It has been a “whirlwind” of a week for Tommy Jones.
The veteran football coach who has shown a knack for building a successful program at Dacula now gets an opportunity to inaugurate Hall County’s newest high school team in 2018.
It was announced Thursday that Jones will be Cherokee Bluff High’s first football coach next fall, pending approval from the Hall County Board of Education next Monday.
“Today was a bittersweet day,” Jones said Thursday. “I really enjoy the building process and have always had a desire to open a new school. ...Both (Cherokee Bluff principal) Wes McGee and (athletic director) Kenny Hill have been extremely accommodating.

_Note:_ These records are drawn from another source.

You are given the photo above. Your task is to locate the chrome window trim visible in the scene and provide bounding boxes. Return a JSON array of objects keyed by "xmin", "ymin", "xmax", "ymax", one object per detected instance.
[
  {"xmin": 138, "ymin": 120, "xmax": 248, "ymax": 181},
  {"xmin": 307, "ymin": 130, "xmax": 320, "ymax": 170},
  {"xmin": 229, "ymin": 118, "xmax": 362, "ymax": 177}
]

“Their energy for the future of Cherokee Bluff is contagious. … It is evident they are going to be successful in every area of the school.”
The Gwinnett County native and 1991 Brookwood High graduate brings 17 years of coaching experience to Cherokee Bluff. Jones went 27-43 in seven seasons (2006-2012) as Lumpkin County’s head coach before returning to his coaching roots of Dacula High in 2013.
Cherokee Bluff athletic director Kenny Hill recently reached out to Jones, and the hiring process continued from there, according to the coach.
Jones, who was able to deliver the news to his players Thursday, voiced his gratitude for Dacula principal Bryan Long and athletic director Mark Karen giving him the opportunity to lead the Falcons program to new heights. He went 37-22 in four seasons, guiding the program to three region titles and four playoff berths that included multiple second-round appearances and one state quarterfinal (2013) berth.
In his final season, Dacula (7-5, 5-0 Region 8-6A) captured its second-consecutive region title before advancing to the second round of the Class 6A tournament.
“Dacula has been a very special place to my family,” Jones said. “I have enjoyed it every day for the past five years, and I’ve got nothing but just tremendous feelings towards the people there and the opportunity that I had.”
The Bears will compete in a very deep Region 7-3A alongside East Hall, Dawson County, Fannin County, Greater Atlanta Christian, North Hall and Lumpkin County.
Of course, it’s a little early to talk schematics, but Jones is eager to get started.
“Once we get the opportunity to get started in spring practice, we’ll have time to evaluate our personnel,” Jones added. “At that time we’ll know what works best for Cherokee Bluff. I know starting a school is going to be exhausting and rewarding at the same time. I look forward to running a hundred miles an hour at the challenge.”